====== Running Spark on Single Machine or on Cluster ======

In order to use Spark, environment has to bee set up according to [[:spark#using-spark-in-ufal-environment|Using Spark in UFAL Environment]].

When Spark computation starts, it uses environment variable ''MASTER'' to determine the mode of computation. The following values are possible:
  * ''local'': Run locally using single thread.
  * ''local[N]'' (e.g., ''local[2]'' or ''local[4]''): Run locally using ''N'' threads.
  * ''local[*]'' (default if ''MASTER'' variable does not exist): Run locally using as many threads as there are processor cores.
  * ''spark:/''''/master_address:master_port'': Run in a distributed fashion using specified master.

===== Running Spark on Single Machine =====

Spark computations can be started both on desktop machines and on cluster machines, either by specifying ''MASTER'' to one of ''local'' modes, or by not specifying MASTER at all (''local[*]'' is used then).
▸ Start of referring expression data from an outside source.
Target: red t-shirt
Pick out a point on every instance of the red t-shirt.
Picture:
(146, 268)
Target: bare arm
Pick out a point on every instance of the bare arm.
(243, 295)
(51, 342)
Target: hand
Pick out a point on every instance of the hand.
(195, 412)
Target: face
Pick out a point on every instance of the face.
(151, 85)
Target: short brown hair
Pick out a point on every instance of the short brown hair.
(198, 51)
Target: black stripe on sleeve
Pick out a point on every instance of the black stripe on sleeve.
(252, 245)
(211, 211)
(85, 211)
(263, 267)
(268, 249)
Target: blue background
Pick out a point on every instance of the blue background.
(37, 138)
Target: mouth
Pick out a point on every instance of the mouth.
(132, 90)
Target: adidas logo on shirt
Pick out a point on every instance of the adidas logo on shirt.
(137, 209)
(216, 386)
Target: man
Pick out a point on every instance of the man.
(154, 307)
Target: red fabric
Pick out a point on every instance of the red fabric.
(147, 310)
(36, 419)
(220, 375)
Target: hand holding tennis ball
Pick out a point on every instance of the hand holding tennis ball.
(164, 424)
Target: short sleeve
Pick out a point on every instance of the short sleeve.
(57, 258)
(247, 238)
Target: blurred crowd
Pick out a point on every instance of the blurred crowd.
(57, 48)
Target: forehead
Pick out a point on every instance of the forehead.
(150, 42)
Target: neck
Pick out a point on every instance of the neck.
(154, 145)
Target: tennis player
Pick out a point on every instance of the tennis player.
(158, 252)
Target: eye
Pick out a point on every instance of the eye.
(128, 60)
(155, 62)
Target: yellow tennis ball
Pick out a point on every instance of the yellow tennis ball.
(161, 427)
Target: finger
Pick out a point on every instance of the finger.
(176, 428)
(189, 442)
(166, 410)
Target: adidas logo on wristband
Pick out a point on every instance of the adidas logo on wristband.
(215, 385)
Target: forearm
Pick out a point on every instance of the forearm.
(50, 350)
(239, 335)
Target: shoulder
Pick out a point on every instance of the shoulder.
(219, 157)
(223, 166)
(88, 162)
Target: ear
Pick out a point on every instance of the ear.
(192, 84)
Note that when you use ''sbatch'' or ''srun'' to run a cluster locally, your job is by default expected to use just a single core, so you should specify ''MASTER=local''. If you do not, Spark will use all cores on the machine, even though Slurm gave you only one.

===== Starting Spark Cluster  =====

Spark cluster can be started using Slurm. The cluster is user-specific, but it can be used for several consecutive Spark computations.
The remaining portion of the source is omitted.